According to Noel Kingsbury (The History and Science of Plant Breeding) nearly all the food crops we have today are quite different from what they were thousands of years ago.
“It is plant breeders who stand between ancestral crops or wild plants and modern varieties,” says Kingsbury. The crops represent a long history of selective breeding, hybridization, and genetic meddling by scientists and countless anonymous farmers.

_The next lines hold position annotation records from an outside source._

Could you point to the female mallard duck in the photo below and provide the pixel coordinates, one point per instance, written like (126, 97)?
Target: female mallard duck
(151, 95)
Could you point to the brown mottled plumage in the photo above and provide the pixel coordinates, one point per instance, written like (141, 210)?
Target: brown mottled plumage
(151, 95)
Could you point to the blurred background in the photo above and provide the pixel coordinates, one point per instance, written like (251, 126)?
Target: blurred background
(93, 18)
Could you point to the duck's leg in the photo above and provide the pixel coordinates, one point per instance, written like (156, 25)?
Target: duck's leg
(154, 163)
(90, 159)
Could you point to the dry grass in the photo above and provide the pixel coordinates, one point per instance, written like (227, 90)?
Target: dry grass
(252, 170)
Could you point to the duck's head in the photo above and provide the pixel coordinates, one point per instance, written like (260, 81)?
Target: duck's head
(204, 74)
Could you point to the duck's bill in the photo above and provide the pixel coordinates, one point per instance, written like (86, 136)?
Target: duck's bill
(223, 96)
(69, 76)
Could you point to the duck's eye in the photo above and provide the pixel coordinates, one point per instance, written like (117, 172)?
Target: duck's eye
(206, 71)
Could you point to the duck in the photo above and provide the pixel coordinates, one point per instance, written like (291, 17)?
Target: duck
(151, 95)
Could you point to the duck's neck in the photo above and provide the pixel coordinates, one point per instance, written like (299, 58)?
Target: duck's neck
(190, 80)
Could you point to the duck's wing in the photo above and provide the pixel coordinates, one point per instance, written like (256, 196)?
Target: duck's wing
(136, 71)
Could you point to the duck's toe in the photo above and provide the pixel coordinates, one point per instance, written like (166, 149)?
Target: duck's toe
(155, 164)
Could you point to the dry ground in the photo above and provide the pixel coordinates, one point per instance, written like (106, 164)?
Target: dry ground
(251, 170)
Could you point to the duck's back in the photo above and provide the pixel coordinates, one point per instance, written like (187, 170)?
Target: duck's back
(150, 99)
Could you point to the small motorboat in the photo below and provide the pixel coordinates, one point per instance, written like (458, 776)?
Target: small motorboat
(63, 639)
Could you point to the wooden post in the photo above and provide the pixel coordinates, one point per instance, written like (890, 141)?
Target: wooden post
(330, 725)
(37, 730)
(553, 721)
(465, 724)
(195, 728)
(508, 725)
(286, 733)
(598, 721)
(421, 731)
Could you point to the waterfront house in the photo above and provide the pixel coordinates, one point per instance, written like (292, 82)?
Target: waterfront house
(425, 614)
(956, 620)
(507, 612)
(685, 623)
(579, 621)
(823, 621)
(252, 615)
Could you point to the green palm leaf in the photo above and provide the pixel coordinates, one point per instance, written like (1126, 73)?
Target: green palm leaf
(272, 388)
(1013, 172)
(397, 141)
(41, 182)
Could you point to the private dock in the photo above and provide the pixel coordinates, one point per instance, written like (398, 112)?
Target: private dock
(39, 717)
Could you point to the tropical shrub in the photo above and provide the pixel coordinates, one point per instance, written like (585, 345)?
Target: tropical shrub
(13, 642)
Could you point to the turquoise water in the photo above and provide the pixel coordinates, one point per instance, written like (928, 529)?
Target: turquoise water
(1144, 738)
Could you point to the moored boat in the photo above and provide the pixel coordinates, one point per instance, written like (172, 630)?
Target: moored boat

Most farmers just select seed from the best crops and store it for the next planting season but scientists who understand more the process of heredity take direct actions to get the desired crop varieties.
As you read this, Africa is faced with food production challenges ranging from climate change, pests and diseases, malnutrition, a rapidly growing population, depleted soils, among others. African scientists are therefore working towards overcoming those challenges.

Following the passing of the Genetic Engineering Bill Ugandan farmers may soon be growing GE banana, GE cassava, GE cotton, GE Irish potatoes and maize as a way of addressing the challenges.
Faced with similar challenges Kenya is moving towards growing Genetically Engineered maize which is bred to resist pests, disease, herbicides, to tolerate drought, and to reduce malnutrition.
Pests are making it almost impossible to grow cotton needed for our textile and apparel industries and African countries are working towards growing genetically engineered cotton.

Recently, in Nigeria, when introducing the GE cowpea to the public, Prof Muhammad Ishiyaku, who was the principal investigator of the GE cowpea research, disclosed that researchers decided to use genetic engineering to address the problems of farmers caused by the bean pod pest in cowpea, which lead to high crop losses of up to 80 per cent. (Crop Biotech Update Jan 23 19) Other countries such as Malawi, Ghana, and Ethiopia are soon commercializing GE crops.